Discovery of 1,3,4-Oxadiazole Derivatives as Broad-Spectrum Antiparasitic Agents.

Vector-borne parasitic diseases (VBPDs) pose a significant threat to public health on a global scale. Collectively, Human African Trypanosomiasis (HAT), Leishmaniasis, and Malaria threaten millions of people, particularly in developing countries. Climate change might alter the transmission and spread of VBPDs, leading to a global burden of these diseases.

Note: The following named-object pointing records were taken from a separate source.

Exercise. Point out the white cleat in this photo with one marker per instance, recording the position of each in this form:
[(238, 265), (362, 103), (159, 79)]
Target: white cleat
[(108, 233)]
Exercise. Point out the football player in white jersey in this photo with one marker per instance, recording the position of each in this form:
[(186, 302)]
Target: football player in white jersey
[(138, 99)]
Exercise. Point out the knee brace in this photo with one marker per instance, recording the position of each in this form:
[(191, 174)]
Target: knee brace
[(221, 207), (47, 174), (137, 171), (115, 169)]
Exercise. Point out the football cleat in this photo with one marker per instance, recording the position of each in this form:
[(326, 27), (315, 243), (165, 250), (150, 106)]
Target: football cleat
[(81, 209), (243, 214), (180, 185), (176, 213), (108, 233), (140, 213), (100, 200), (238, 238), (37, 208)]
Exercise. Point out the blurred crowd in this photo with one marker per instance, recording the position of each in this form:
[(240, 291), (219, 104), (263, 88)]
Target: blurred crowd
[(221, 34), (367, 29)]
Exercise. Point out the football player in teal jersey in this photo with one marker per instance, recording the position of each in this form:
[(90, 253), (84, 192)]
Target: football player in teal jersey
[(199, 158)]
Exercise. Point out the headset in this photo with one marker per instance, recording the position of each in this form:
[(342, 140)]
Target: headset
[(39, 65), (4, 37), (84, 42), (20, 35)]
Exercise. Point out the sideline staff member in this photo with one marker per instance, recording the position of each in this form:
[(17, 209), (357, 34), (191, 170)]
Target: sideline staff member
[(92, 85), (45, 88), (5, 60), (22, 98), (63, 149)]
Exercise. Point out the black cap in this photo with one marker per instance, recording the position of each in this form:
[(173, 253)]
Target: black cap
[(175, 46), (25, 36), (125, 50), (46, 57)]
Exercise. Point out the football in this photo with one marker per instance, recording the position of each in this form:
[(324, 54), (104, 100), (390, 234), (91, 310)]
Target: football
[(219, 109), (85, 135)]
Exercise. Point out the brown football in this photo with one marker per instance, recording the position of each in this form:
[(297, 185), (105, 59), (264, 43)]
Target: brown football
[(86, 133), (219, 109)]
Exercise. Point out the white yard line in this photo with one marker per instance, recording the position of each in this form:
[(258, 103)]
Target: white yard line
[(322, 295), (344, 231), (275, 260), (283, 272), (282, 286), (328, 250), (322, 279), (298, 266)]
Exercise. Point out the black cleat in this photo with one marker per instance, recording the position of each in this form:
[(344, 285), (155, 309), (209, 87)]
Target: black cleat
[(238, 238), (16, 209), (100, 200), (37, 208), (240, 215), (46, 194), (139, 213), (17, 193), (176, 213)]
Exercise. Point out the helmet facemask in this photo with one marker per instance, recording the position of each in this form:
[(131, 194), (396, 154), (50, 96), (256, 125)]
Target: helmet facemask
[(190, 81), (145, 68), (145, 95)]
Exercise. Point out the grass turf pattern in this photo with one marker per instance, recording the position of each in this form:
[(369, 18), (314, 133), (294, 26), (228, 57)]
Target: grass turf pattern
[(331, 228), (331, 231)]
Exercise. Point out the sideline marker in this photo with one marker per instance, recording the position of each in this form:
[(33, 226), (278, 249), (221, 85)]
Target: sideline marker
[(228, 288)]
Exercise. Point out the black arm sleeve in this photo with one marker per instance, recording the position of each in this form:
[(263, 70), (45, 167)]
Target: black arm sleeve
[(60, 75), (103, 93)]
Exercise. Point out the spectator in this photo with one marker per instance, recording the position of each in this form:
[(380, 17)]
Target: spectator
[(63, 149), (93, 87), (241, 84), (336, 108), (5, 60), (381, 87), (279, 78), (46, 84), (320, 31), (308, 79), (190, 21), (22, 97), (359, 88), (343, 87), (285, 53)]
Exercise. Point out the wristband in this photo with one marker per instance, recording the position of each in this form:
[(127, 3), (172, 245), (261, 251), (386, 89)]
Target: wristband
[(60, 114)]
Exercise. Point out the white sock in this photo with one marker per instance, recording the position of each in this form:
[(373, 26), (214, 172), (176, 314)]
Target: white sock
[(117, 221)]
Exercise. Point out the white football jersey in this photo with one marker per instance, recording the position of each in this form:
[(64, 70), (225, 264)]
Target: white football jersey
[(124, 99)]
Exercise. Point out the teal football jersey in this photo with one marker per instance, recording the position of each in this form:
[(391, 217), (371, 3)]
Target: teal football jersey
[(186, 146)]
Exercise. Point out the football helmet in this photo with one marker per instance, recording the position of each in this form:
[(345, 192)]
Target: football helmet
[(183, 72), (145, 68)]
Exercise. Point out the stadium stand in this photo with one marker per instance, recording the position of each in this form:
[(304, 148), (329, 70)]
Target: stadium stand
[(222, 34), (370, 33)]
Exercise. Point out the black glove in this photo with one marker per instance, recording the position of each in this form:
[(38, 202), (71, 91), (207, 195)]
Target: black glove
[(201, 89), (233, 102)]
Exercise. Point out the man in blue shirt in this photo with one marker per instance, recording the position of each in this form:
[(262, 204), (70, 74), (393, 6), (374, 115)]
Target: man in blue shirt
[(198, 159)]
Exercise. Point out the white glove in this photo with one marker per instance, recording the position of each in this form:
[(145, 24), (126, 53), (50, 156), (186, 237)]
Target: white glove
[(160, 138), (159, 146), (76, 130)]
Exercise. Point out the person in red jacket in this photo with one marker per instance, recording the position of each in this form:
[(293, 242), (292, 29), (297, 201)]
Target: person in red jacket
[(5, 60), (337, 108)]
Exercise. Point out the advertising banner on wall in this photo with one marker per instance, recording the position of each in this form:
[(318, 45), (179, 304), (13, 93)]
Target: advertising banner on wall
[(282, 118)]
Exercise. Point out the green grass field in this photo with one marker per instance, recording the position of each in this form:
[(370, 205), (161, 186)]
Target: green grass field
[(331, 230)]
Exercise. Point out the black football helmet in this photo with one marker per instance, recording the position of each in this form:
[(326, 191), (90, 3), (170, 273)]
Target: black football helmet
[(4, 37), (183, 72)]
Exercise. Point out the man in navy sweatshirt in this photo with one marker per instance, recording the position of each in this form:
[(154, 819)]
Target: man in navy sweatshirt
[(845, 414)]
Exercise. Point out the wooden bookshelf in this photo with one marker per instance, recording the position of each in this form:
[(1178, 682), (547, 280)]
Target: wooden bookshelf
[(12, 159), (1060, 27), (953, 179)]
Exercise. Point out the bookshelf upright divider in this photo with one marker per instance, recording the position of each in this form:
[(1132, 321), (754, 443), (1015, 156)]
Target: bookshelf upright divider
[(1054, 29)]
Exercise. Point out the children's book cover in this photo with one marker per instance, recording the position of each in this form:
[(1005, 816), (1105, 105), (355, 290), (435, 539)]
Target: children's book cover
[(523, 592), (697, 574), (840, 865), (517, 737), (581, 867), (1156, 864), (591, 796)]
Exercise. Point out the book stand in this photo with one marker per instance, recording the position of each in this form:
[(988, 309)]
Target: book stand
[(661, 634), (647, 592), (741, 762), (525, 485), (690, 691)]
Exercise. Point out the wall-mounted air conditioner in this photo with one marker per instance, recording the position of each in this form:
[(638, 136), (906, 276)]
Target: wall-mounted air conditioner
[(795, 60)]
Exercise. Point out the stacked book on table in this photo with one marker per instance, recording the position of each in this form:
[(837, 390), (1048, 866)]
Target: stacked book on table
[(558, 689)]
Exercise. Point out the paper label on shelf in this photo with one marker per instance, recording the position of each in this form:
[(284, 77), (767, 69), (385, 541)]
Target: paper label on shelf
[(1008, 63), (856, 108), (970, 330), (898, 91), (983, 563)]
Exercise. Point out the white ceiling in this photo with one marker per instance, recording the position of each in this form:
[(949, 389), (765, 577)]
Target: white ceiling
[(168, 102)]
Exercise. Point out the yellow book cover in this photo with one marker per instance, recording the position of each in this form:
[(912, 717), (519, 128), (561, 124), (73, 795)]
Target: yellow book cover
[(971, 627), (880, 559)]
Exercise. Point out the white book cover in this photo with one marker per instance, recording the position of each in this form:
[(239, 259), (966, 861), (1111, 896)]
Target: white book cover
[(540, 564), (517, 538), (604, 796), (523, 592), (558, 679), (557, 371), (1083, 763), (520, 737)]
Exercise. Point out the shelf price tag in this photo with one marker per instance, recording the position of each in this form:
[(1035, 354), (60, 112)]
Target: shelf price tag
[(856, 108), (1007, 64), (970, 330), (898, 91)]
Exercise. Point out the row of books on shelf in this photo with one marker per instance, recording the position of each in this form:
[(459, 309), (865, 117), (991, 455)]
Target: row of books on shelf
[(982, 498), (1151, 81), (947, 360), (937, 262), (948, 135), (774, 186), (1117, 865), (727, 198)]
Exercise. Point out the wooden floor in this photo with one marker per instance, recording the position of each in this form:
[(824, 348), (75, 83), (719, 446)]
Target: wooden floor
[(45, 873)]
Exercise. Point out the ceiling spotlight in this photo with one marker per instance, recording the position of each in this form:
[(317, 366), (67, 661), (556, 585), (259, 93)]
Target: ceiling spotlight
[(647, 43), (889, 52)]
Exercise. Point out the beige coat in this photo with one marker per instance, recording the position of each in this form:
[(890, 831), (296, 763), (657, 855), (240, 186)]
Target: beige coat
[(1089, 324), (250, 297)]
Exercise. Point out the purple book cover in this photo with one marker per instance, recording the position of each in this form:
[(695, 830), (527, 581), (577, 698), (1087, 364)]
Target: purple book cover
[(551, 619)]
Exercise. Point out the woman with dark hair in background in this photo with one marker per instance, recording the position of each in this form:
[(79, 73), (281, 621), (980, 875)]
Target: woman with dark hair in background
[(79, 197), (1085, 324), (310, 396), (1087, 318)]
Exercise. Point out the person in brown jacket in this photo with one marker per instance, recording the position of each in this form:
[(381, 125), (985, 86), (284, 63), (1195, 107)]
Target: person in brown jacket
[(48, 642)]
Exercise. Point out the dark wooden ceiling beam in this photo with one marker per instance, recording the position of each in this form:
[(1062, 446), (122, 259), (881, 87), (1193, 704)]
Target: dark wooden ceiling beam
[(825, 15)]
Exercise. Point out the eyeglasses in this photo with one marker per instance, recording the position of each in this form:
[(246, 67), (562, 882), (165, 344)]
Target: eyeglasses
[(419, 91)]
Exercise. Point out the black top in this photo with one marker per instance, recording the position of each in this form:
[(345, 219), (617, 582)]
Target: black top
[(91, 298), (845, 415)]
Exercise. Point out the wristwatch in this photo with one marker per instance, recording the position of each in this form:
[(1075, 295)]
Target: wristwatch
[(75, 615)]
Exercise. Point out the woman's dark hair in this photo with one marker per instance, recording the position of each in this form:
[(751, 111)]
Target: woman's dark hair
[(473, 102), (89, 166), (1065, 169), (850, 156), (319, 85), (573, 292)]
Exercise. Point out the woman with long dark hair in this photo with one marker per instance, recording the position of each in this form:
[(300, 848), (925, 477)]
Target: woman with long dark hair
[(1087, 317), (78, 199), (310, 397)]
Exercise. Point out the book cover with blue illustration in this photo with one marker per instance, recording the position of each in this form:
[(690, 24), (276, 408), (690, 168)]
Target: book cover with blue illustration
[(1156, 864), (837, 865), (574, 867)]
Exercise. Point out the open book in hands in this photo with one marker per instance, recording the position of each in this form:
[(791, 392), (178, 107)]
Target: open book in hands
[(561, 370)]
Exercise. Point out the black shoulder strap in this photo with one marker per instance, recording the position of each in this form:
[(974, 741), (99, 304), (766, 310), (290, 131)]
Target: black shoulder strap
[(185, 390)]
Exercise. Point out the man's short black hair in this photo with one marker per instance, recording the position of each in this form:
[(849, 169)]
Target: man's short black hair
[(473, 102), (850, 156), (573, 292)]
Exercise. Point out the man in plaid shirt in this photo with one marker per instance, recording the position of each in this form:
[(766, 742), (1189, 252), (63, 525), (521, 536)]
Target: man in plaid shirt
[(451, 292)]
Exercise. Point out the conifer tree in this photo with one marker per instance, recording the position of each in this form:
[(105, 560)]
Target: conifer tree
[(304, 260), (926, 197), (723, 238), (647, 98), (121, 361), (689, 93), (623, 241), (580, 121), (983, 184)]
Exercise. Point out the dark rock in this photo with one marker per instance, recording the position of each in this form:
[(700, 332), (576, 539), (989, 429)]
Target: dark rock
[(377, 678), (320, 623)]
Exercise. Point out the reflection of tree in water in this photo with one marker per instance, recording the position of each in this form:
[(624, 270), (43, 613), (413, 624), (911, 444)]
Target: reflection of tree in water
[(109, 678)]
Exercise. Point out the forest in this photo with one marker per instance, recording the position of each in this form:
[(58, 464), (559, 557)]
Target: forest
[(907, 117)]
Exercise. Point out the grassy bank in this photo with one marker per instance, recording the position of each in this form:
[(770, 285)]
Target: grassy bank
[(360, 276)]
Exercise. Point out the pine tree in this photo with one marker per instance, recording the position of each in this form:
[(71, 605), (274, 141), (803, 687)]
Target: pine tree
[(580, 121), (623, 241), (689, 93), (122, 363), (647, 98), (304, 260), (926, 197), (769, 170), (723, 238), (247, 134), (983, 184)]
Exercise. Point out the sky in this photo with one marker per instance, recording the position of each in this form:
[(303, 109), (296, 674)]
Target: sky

Thus, novel agents are urgently needed to expand therapeutic options and limit the spread of drug-resistant parasites. Herein, we report the development of broad-spectrum antiparasitic agents by screening a known library of antileishmanial and antimalarial compounds toward Trypanosoma brucei ( T. brucei ) and identifying a 1,3,4-oxadiazole derivative ( 19 ) as anti- T. brucei hit with predicted blood-brain barrier permeability. Subsequently, extensive structure-activity-relationship studies around the lipophilic tail of 19 led to a potent antitrypanosomal and antimalarial compound ( 27 ), with moderate potency also toward Leishmania infantum ( L. infantum ) and Leishmania tropica . In addition, we discovered a pan-active antiparasitic molecule ( 24 ), showing low-micromolar IC50 s toward T. brucei and Leishmania spp. promastigotes and amastigotes, and nanomolar IC50 against Plasmodium falciparum , together with high selectivity for the parasites over mammalian cells (THP-1). Early ADME-toxicity assays were used to assess the safety profile of the compounds. Overall, we characterized 24 and 27 , bearing the 1,3,4-oxadiazole privileged scaffold, as broad-spectrum low-toxicity agents for the treatment of VBPDs. An alkyne-substituted chemical probe ( 30 ) was synthesized and will be utilized in proteomics experiments aimed at deconvoluting the mechanism of action in the T. brucei parasite.